My general observation is that it has been seeping into our lives in all sorts of ways, and we just don’t notice; and part of the reason is because the way we think about AI is colored by popular culture. There’s a distinction, which is probably familiar to a lot of your readers, between generalized AI and specialized AI. In science fiction, what you hear about is generalized AI, right? Computers start getting smarter than we are and eventually conclude that we’re not all that useful, and then either they’re drugging us to keep us fat and happy or we’re in the Matrix. My impression, based on talking to my top science advisers, is that we’re still a reasonably long way away from that. It’s worth thinking about because it stretches our imaginations and gets us thinking about the issues of choice and free will that actually do have some significant applications for specialized AI, which is about using algorithms and computers to figure out increasingly complex tasks. We’ve been seeing specialized AI in every aspect of our lives, from medicine and transportation to how electricity is distributed, and it promises to create a vastly more productive and efficient economy. If properly harnessed, it can generate enormous prosperity and opportunity. But it also has some downsides that we’re gonna have to figure out in terms of not eliminating jobs. It could increase inequality. It could suppress wages.
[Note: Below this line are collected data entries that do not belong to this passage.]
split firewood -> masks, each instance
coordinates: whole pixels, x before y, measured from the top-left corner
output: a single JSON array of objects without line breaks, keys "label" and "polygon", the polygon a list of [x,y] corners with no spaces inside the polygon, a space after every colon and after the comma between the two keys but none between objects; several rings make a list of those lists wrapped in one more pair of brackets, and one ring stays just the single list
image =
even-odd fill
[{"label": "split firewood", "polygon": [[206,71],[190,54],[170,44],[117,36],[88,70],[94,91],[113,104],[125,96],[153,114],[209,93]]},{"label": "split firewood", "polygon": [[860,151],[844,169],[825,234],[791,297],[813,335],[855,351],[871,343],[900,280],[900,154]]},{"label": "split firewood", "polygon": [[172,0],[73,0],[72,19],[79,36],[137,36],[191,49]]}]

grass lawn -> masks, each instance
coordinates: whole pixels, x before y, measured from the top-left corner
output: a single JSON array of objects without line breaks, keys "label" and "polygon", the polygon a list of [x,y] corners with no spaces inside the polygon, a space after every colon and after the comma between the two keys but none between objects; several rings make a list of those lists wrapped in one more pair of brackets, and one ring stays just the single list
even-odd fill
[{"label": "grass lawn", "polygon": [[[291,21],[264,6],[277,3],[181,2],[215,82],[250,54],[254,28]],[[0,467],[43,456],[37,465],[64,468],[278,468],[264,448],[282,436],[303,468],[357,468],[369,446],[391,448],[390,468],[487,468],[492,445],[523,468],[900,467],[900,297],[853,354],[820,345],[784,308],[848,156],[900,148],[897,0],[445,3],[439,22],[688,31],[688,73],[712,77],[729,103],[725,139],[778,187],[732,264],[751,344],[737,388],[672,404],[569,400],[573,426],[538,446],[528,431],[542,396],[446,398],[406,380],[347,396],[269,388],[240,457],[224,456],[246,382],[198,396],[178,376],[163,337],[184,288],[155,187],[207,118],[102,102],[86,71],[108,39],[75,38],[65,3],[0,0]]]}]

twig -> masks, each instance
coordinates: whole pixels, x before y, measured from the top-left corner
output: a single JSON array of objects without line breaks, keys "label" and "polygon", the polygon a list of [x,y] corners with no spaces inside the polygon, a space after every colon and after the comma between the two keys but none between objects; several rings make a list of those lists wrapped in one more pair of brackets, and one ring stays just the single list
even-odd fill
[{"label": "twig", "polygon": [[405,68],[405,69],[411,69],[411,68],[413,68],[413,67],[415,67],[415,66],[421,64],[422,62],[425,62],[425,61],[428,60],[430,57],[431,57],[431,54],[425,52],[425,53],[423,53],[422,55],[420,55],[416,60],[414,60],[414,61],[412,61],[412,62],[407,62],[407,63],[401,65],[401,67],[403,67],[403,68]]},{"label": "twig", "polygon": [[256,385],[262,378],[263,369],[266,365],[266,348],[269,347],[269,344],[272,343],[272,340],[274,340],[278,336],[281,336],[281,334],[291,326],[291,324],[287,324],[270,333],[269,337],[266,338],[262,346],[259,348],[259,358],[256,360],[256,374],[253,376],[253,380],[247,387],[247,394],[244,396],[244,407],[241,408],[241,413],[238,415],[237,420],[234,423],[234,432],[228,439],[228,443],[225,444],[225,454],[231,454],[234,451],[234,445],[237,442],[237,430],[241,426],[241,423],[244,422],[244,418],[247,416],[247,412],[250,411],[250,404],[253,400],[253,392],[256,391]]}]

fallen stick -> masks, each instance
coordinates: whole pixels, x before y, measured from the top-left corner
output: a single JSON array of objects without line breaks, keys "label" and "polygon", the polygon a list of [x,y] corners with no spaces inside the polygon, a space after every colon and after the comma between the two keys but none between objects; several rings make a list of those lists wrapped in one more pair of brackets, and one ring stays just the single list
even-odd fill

This may upset some of my students at MIT, but one of my concerns is that it’s been a predominately male gang of kids, mostly white, who are building the core computer science around AI, and they’re more comfortable talking to computers than to human beings. A lot of them feel that if they could just make that science-fiction, generalized AI, we wouldn’t have to worry about all the messy stuff like politics and society. They think machines will just figure it all out for us.